Durante todo el discurso, los músculos de la cara de Skye no se habían movido, nada en sus ojos la delataba. Cecil estaba impresionado. Era realmente un adversario digno de consideración.

– Bueno, señora, ¿tenéis algo que decirme? -preguntó.

– Que me alegro de poder irme a casa, lord Cecil -le contestó Skye con calma-. Que me sentiré muy feliz de volver a ver a mi esposo. Y que -agregó con tono travieso-, que si no podéis encontrar prueba alguna de eso que llamáis mis crímenes, entonces, debéis considerarme inocente.

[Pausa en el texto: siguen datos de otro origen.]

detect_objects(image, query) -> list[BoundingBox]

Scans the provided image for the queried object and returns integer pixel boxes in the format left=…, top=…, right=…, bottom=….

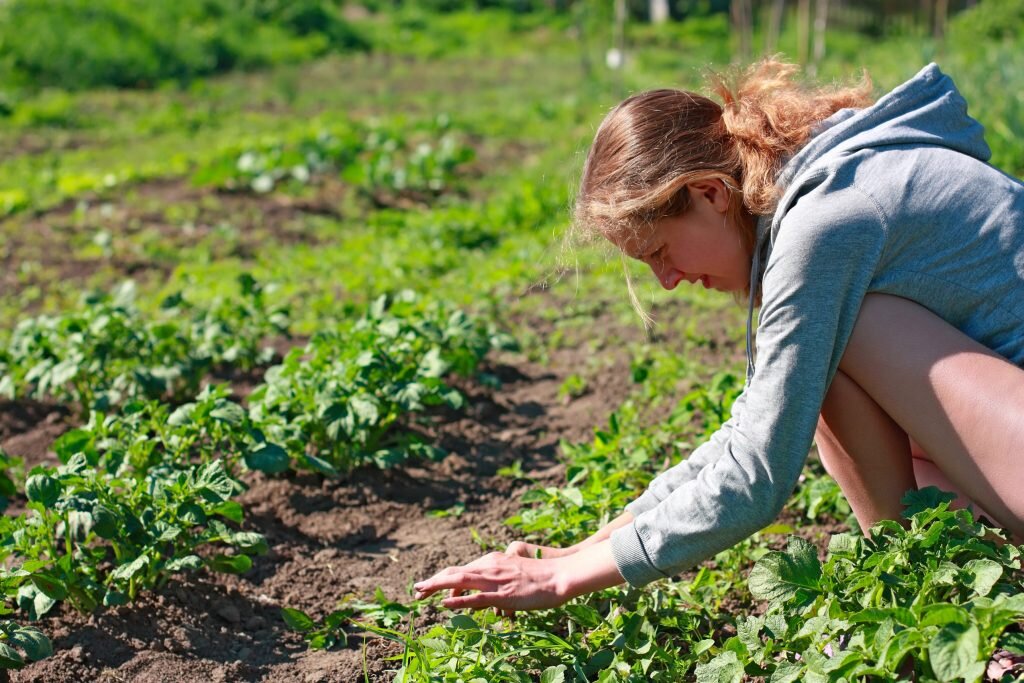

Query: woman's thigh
left=840, top=294, right=1024, bottom=536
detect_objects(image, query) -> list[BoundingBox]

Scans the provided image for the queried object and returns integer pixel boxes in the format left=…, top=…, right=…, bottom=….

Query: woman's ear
left=687, top=178, right=729, bottom=213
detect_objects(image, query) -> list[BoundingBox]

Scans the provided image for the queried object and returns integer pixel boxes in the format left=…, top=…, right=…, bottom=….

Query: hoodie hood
left=746, top=63, right=991, bottom=382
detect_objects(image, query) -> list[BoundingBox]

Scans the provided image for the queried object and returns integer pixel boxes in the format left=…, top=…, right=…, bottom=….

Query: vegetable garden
left=0, top=2, right=1024, bottom=683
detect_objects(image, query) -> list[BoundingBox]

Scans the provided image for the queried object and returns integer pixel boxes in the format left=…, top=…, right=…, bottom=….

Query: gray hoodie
left=611, top=65, right=1024, bottom=586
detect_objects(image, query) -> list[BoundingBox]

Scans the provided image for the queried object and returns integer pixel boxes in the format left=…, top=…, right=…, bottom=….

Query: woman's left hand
left=414, top=541, right=623, bottom=613
left=414, top=553, right=568, bottom=612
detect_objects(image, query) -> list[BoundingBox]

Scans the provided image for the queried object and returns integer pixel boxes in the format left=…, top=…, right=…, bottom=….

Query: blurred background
left=0, top=0, right=1024, bottom=327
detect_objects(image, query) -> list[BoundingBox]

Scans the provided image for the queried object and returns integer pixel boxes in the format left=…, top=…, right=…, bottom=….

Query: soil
left=0, top=290, right=675, bottom=682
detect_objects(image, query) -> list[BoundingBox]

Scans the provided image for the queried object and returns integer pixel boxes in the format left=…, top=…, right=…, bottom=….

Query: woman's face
left=613, top=180, right=752, bottom=292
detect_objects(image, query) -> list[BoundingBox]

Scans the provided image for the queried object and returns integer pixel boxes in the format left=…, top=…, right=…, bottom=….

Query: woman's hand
left=415, top=541, right=623, bottom=613
left=414, top=553, right=567, bottom=612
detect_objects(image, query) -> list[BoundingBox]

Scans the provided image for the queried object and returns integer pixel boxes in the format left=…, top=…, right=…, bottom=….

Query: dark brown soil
left=0, top=294, right=671, bottom=682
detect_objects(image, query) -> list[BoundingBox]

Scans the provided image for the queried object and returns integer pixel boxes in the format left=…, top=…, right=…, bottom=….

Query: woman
left=416, top=60, right=1024, bottom=612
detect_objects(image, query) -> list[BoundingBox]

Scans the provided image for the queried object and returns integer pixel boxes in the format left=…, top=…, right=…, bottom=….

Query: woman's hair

Cecil vació la copa que tenía en la mano.

– Supongo que sí -contestó, pensativo. Se levantó y fue hasta la puerta-. Fue una buena venganza, señora, bien pensada y bien ejecutada. Me saco el sombrero ante vos.

Skye le sonrió, como reconociendo su homenaje. Pero dijo:

– ¡Vamos, señor! No sé qué queréis decirme.

La puerta se cerró tras el canciller, y durante un momento, Skye se quedó de pie, quieta, escuchando cómo el ruido de los pasos se extinguía por las escaleras. Luego, empezó a sentir la emoción de las novedades que le había traído el canciller. ¡Había ganado! ¡Había triunfado sobre Isabel Tudor! ¡Había vencido a la reina de Inglaterra!

De pronto, empezó a llorar y la tensión de los últimos meses se deshizo en lágrimas que le corrieron por el rostro. Se abrió la puerta de la habitación y entraron Eibhlin y Daisy.

– ¡Skye! -Eibhlin corrió junto a su hermana-. Skye, querida mía, ¿qué pasa? ¿Qué quería Cecil? ¿Estás bien? ¡Al diablo con estos ingleses!